Collage iperrealistico ispirato alla tradizione culinaria aristocratica siciliana: a sinistra, un timballo scenografico a più piani, simile a una torta nuziale, con pasta, ragù e piselli visibili all’interno; in alto al centro, un cuoco robusto e imponente in uniforme bianca e cappello da chef, con un mestolo in mano e sguardo severo; in alto a destra, un lungo tavolo apparecchiato con candelabri, fiori e nobili seduti in abiti eleganti, immersi in un’atmosfera solenne; in basso a sinistra, un’antica cucina nobiliare con tavolo di legno, pentole di rame e archi in pietra; in basso a destra, un buffet sontuoso con nobili in smoking e divise militari che si servono tra piatti decorati e candelabri dorati.

Il pasticcio linguistico che senti sotto i denti

Quando si pensa a un cuoco, lo si immagina chino sui taglieri, intento a sminuzzare e mescolare in religioso silenzio, come un frate in preghiera davanti alla casseruola.

Peccato che il monsù non appartenesse affatto a quell’ordine contemplativo: la sua cucina era un confessionale rumoroso, uno stadio a porte chiuse, un’arena dove il coltello diventava scettro e il mestolo una clava. Altro che silenzio: il monsù impartiva ordini a raffiche, ringhiando come un bulldog francese in esilio in una lingua già di per sé un pasticcio, mezzo monsieur e mezzo “comparuzzo”, un pettinato francese spettinato dal dialetto siciliano, grasso e carnale come una stigghiola in festa.


E così anche i piatti subivano il destino delle casate decadute: il solenne gâteau veniva ridotto a “gattò”, la raffinata croquette diventava “crocchè”, e la preziosa béchamel, poveretta, scivolava giù fino a chiamarsi “besciamella”, con la grazia un po’ pacchiana di una matrona di quartiere: un lessico commestibile composto da consonanti pastose, vocali grasse e frasi che odoravano di forno a legna.

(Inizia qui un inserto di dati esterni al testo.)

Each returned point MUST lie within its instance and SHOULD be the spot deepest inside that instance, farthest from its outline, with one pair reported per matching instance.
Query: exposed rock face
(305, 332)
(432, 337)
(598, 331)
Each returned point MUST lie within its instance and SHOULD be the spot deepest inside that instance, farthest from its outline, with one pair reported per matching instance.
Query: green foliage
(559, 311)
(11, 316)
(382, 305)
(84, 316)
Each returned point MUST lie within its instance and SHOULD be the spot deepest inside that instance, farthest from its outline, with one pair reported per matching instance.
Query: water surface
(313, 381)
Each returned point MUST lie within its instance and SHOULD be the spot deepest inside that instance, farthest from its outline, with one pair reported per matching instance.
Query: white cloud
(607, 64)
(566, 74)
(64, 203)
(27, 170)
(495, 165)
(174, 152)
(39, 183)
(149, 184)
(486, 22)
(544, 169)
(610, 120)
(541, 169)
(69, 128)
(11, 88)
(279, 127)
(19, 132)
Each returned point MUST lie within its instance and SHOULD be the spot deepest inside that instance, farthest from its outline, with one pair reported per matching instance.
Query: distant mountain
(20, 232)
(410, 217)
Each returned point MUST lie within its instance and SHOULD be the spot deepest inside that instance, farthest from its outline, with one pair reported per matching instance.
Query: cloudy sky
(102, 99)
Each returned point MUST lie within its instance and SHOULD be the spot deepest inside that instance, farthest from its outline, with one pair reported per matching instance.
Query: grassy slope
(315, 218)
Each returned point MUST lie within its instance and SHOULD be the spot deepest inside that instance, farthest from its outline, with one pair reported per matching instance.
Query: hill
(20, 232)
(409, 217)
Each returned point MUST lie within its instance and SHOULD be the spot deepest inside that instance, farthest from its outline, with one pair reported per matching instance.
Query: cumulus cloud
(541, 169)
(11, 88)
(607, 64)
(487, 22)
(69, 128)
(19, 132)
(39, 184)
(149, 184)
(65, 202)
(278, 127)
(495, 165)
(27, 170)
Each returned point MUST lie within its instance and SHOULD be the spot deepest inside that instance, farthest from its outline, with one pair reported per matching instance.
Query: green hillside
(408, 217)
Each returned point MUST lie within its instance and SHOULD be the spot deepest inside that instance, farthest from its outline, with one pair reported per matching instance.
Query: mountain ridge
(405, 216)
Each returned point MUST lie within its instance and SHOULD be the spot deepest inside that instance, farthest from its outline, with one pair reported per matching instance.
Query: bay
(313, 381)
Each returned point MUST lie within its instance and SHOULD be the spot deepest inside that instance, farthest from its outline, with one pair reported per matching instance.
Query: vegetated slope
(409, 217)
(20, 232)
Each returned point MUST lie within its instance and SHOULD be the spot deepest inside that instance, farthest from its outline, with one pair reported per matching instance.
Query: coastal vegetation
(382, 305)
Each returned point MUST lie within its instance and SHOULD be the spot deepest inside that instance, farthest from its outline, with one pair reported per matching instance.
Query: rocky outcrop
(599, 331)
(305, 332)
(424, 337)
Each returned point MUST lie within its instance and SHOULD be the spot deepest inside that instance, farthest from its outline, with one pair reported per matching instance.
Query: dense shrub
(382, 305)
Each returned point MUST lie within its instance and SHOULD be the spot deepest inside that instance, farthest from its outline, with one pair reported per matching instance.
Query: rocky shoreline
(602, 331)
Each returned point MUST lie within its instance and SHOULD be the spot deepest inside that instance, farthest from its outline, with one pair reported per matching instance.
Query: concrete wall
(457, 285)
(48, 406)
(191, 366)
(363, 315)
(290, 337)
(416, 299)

Architetture gustose tra vapore e vanità

La sua arte non era mera tecnica, ma diplomazia sensoriale mista a una liturgia estetica officiata tra vapori e burro fuso; i suoi piatti — architetture monumentali degne di una cattedrale — manoscritti di carne e spezie; ogni ricetta, invece, un’alchimia segreta, annotata su quaderni più riservati di un testamento nobiliare, custodi della genealogia del casato e, ça va sans dire, della sua smisurata vanità.


Eppure, la sua nobiltà di forchettone conosceva anche bizzarre idiosincrasie. Alcuni monsù rifiutavano sdegnati di far entrare il pomodoro nelle loro cucine, definendolo “troppo plebeo, acido e chiassoso” per i delicati stomaci nobiliari. Quel frutto rosso e sfacciato dovette attendere la fine dell’Ottocento e la sua ascesa borghese per varcare i portoni dei palazzi e infilarsi nei menù di corte, diventando, con invidiabile ironia, il re della tavola.

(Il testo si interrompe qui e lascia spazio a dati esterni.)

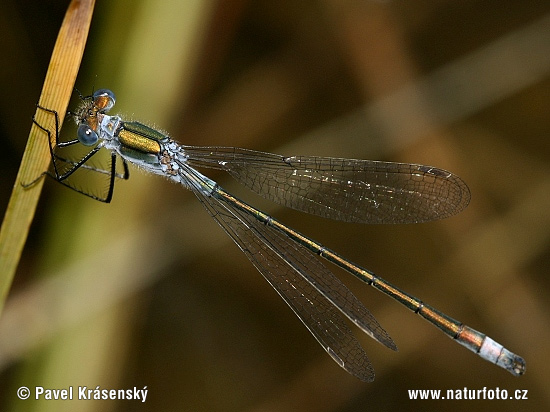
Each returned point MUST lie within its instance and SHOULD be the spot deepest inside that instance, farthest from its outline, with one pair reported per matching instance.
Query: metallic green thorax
(137, 136)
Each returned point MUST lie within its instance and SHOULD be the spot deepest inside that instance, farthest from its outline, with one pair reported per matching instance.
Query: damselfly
(360, 191)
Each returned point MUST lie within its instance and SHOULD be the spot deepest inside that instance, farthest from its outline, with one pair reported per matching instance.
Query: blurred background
(149, 291)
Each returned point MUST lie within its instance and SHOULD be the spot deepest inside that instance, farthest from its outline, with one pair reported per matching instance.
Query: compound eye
(104, 99)
(86, 135)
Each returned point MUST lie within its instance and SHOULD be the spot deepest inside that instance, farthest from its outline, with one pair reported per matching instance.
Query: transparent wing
(360, 191)
(306, 285)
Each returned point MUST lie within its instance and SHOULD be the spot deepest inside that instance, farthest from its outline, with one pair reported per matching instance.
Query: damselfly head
(88, 114)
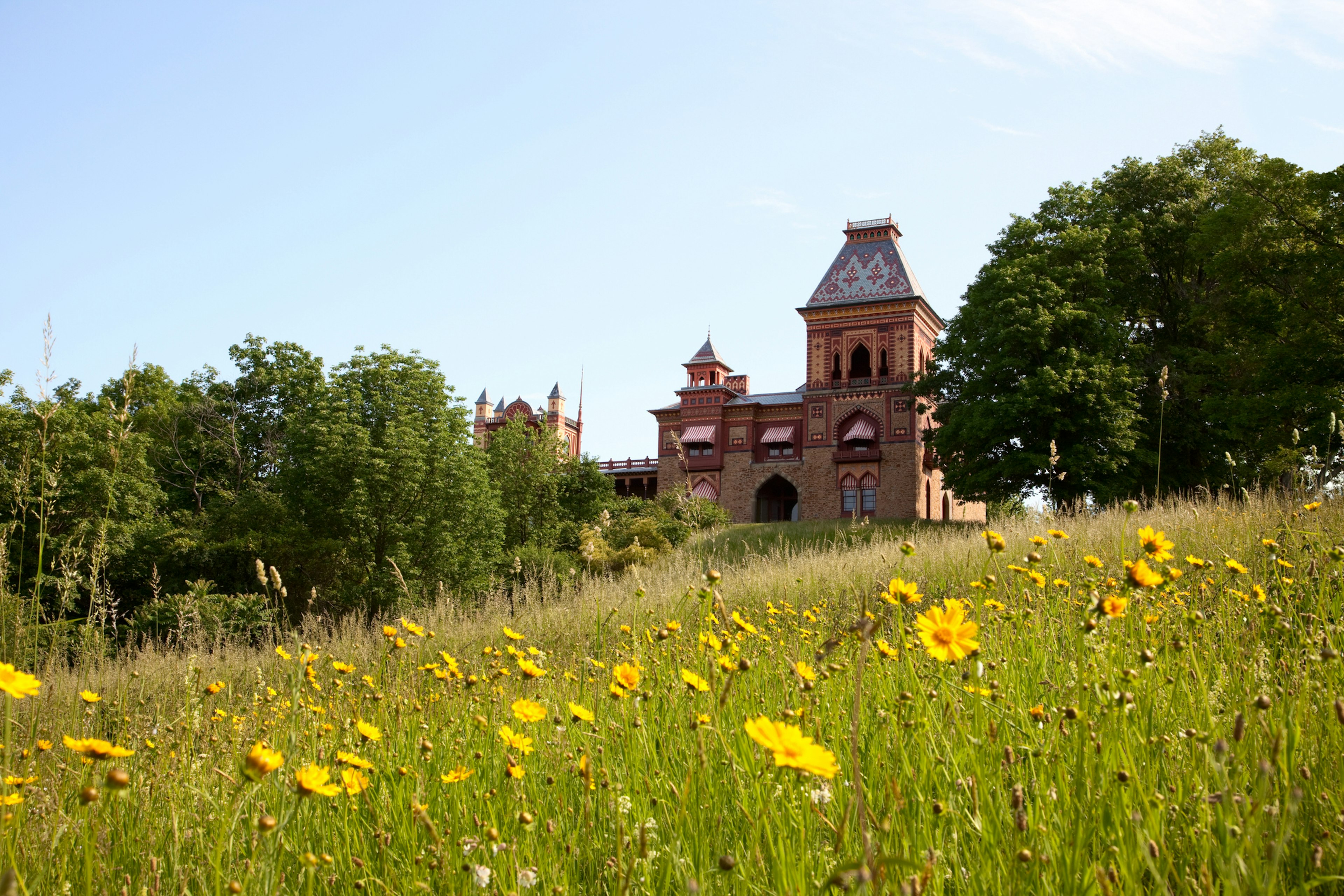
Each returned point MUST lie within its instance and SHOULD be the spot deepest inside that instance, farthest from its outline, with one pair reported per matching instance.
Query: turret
(555, 405)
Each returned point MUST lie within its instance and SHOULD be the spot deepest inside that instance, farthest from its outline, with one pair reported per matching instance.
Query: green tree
(1037, 358)
(381, 469)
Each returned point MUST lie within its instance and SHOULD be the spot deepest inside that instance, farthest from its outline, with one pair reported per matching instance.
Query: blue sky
(527, 191)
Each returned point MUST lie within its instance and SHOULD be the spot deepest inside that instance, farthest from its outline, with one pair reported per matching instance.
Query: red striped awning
(862, 429)
(777, 434)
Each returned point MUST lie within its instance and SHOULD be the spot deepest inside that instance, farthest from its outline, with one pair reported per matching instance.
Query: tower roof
(870, 266)
(707, 355)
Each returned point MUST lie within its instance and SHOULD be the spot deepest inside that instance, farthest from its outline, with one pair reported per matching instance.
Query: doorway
(777, 502)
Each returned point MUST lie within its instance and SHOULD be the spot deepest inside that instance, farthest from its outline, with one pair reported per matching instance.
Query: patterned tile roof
(867, 271)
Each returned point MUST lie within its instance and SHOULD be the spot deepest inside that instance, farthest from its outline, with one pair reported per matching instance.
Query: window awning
(862, 429)
(779, 434)
(698, 434)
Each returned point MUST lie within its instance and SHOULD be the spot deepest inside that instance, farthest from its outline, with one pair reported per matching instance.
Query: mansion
(553, 415)
(848, 441)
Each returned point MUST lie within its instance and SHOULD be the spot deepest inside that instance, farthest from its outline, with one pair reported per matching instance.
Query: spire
(707, 354)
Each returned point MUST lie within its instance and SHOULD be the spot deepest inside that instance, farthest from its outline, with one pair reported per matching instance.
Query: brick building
(848, 440)
(553, 415)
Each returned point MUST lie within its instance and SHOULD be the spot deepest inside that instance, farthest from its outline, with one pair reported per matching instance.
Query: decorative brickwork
(855, 437)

Dalla corte al popolo: la parabola del monsù

Ma il tempo, che impasta e cuoce a puntino, non risparmiò neppure il monsù. Con la fine del potere aristocratico la sua figura cominciò a sgonfiarsi come un soufflé mal riuscito. E mentre le cucine si fecero più piccole, lui dovette cedere il passo insieme alle sue ricette, infiltratesi tra il popolo, come nobili decaduti costretti a fare la fila dal fornaio.


Oggi il monsù sopravvive come un fantasma impomatato che si aggira tra le righe dei quaderni delle nonne — trascritti con santa pazienza —, tra i pranzi della domenica ripetuti come una messa cantata, e nelle cucine degli chef contemporanei, che lo evocano con rispetto circospetto e quella sfacciata audacia da parvenu che lui, in vita, avrebbe liquidato con un’alzata di mestolo.